Author Response: We thank the reviewers for this suggestion and consideration. We have added data showing growth phenotypes for the los1Δ/msn5Δ/dbp5R423A triple mutants. We discuss possible explanations and alternative hypothesis for why these triple mutants are viable and the observed reduction in Dbp5-pre-tRNA interaction in the context of los1Δ (lines 128131; lines 172-174).

Reviewer #1 (Public Review):

“While some of the binding assays show rather modest band shifts (Figure 4B for example), the data in Figure 4A showing that there is no binding detected unless a non-hydrolyzable ATP analogue is employed, argues for specificity in nucleic acid binding. The question that does arise is whether the binding is specific for tRNA.”

Author Response: We have adjusted brightness/contrast of the EMSAs in Figure 4 to allow for better visualization of band shifts. Additionally, a discussion of the specificity of Dbp5-nucleic acid binding and the observed tRNA binding has been added (lines 313-322)

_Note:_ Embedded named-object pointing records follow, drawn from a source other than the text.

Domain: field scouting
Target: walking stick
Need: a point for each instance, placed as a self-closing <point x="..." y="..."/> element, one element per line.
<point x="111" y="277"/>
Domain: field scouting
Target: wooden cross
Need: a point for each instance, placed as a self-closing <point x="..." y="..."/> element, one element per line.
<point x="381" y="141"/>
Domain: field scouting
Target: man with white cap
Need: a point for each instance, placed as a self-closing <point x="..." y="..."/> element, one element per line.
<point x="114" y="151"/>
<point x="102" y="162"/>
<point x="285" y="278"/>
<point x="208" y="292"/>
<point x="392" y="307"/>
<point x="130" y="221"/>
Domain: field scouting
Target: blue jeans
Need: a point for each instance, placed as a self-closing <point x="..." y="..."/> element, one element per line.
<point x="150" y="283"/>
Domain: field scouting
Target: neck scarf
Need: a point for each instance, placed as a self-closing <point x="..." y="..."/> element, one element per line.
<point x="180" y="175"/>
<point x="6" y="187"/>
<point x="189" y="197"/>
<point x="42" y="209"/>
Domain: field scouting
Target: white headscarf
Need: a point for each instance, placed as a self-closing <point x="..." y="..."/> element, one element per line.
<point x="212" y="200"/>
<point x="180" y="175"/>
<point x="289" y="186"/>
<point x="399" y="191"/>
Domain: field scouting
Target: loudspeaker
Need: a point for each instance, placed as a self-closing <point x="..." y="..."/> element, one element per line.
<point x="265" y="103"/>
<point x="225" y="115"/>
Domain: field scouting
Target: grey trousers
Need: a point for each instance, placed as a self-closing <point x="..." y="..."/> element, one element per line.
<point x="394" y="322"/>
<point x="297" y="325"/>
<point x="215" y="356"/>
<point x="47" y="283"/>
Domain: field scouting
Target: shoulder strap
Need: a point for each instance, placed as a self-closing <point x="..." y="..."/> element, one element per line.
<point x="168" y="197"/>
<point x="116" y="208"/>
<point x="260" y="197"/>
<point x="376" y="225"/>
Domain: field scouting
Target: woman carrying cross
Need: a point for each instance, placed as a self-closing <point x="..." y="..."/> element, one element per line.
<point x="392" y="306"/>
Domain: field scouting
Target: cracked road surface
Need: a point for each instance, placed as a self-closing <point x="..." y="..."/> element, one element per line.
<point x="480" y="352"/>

Reviewer #1 (Public Review):

“With the exception of the binding studies, which also employ a mixture of yeast tRNAs, this study relies primarily on a single tRNA species to come to the conclusions drawn. Many other studies have used multiple tRNAs to explore whether pathways characterized are generalizable to other tRNAs.“

Author Response: We have added additional tRNA targets for FISH/Northerns in Supplement 1C/D/E/F)

Reviewer #2 (Public Review):

“There are some pieces of data that are misinterpreted. (Figure 1A and B look the same; in Fig 1E, the DAPI staining is abnormal; in Fig 4 the bands can't be seen.)”

Author Response: Thank you for your constructive feedback. We have replaced FISH images to improve DAPI staining (Figure 1E), adjusted EMSAs to allow for better visualization of band shifts. (Figure 4), improved Northern Blots for quality (Figure 3C), and rearranged Figure 1A/B for readability. We maintain that the results from Figure 1A/B are not misinterpreted but agree that the readability of the figure was poor and have adjusted labels/formatting accordingly. The results of these experiments show that the deletion of Los1 does not alter Dbp5 localization and conversely loss of Dbp5 does not alter Los1 localization. As such the localization patterns under loss-of-function conditions look the same as wild-type for each protein respectively.